Sequence PF-3084014 molecular weight and structural data comparisons allow the family of periplasmic chaperones to be divided into two subfamilies on the basis of the length of the loop connecting β-strand F1 with the donor G1 strand, the FGL and FGS subfamilies having a long and a short loop, respectively [15, 16]. This loop is an important structural element which, in the chaperone-subunit complex, extends the acceptor cleft binding motif of the chaperone G1 donor strand. In the FGS chaperones, the β-strand G1 stabilizes a subunit core by donating only three bulky hydrophobic residues [4, 7].
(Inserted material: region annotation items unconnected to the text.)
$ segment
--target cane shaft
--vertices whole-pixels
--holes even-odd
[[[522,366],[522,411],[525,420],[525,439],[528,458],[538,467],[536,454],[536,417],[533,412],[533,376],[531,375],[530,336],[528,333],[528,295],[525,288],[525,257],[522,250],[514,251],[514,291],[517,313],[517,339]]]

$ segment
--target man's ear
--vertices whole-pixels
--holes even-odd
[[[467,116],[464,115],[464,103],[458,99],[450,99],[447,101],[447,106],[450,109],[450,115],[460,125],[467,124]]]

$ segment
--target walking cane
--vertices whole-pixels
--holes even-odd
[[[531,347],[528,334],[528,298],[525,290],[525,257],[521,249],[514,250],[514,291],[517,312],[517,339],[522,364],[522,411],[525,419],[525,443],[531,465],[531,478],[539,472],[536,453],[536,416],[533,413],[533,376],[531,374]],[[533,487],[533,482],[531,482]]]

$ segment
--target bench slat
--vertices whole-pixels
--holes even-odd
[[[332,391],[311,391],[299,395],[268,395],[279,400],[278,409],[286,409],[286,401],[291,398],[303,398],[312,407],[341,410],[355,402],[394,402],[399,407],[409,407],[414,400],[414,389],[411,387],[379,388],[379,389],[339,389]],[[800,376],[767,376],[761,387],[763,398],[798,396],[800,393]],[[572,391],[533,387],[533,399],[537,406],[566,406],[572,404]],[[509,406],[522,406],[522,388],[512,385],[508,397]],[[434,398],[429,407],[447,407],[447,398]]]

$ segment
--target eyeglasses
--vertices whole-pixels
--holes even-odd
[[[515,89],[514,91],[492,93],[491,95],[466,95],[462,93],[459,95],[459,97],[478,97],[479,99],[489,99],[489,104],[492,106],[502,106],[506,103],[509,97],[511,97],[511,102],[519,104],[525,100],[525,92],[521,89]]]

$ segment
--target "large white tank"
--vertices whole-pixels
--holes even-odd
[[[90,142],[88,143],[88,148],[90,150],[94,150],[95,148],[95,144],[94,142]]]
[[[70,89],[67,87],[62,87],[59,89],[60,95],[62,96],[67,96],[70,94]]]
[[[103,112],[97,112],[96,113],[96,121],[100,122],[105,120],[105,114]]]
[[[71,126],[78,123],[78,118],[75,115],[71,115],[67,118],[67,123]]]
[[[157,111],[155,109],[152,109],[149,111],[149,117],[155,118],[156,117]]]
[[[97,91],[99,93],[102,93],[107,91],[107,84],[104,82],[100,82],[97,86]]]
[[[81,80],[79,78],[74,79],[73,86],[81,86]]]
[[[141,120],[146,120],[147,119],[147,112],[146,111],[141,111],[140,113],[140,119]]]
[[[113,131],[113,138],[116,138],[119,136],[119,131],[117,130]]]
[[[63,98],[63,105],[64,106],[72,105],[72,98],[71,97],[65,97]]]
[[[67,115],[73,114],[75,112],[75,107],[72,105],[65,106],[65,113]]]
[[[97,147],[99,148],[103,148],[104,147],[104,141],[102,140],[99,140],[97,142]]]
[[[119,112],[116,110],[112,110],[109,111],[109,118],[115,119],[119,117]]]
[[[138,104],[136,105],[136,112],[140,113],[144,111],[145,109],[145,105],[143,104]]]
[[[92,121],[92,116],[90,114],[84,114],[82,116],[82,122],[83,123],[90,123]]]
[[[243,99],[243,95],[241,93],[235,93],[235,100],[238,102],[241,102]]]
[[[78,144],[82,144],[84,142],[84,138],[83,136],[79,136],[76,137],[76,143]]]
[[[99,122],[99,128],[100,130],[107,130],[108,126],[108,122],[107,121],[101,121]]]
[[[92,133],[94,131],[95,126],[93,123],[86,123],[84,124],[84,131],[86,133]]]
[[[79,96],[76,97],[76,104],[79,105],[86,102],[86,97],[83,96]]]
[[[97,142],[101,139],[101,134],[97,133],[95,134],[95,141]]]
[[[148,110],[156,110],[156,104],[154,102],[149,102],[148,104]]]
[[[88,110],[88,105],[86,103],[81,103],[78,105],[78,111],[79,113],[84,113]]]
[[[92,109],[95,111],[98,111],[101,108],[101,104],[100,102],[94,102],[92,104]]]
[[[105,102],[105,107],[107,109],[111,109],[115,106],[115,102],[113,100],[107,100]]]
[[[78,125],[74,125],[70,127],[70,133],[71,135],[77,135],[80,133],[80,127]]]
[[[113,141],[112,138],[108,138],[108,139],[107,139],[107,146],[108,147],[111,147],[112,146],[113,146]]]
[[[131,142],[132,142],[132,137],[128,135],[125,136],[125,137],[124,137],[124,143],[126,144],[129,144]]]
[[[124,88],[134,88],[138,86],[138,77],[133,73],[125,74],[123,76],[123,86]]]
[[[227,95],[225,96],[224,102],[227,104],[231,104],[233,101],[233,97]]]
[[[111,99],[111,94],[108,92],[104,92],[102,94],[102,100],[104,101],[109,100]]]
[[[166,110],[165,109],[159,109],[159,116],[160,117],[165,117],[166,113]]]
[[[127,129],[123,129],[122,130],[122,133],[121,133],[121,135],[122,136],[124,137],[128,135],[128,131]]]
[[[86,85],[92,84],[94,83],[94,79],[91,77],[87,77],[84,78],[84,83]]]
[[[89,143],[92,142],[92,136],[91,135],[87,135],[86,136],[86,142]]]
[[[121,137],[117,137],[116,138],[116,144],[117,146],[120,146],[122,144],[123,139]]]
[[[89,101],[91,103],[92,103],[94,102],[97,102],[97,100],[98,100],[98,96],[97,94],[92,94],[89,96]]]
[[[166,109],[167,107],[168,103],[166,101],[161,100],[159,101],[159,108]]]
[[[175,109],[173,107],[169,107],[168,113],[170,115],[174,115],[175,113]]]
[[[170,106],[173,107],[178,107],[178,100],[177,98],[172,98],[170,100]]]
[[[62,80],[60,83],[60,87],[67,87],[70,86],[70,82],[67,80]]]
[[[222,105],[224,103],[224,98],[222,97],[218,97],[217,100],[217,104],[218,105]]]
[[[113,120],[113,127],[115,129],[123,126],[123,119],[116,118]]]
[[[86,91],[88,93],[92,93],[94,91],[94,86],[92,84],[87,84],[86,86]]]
In the case of FGL chaperones, the G1 binding motif is typically extended by two additional, bulky, alternating hydrophobic residues from a loop region [5, 13]. In the FGL chaperones, the second subunit-binding motif involved in the

DSC mechanism is formed by three bulky hydrophopic residues located in the long N-terminal Vorinostat chemical structure sequence forming the β-strand A1 [5, 13]. The long F1-loop-G1 hairpin of these chaperones is stabilized by the disulfide bond conserved in the whole subfamily [17, 18]. The longer G1 and A1 binding motif of the FGL chaperones correlates with the extended structure of the subunits’ acceptor cleft [13]. The molecular differences in the structure and function of the FGL and the FGS chaperones presented here correlate with the structure of the adhesive organelles which they assemble [13]. Phloretin The FGL chaperones assemble organelles composed of only one type of protein subunit and, optionally, the second minor tip subunit [12, 13]. They

are characterized by a thin fimbrial, amorphous or capsule-like morphology. Each subunit of these homopolymeric structures possesses the host-cell receptor binding site or sites; thus, they are polyadhesins. In contrast, the FGS chaperones assemble AG-881 datasheet heteropolymeric, well-structured adhesive pili composed of up to seven different subunits [10, 19]. Pili are monoadhesins, as they possess only one receptor binding subunit located at the tip of the organelle. In addition, the division of chaperones and adhesive organelles into the FGS and FGL families also correlates with the phylogenetic analysis based on the usher ancestry. The FGL organelles belong to the γ3-monophyletic group, while the FGS can be divided into five clades: γ1, γ2, γ4, κ and π [20]. The adhesive organelles of the chaperone-usher type are unique virulence factors specific only to Gram-negative -pathogenic bacteria. The conservation of this mechanism renders it a good potential target for the development of antibacterial agents [21, 22]. The pilicides originally proposed by Svensson et al. in 2001 are a class of low molecular weight agents, derivatives of a dihydrothiazolo ring-fused 2-pyridone scaffold which block formation of pili by affecting the function of chaperone [22].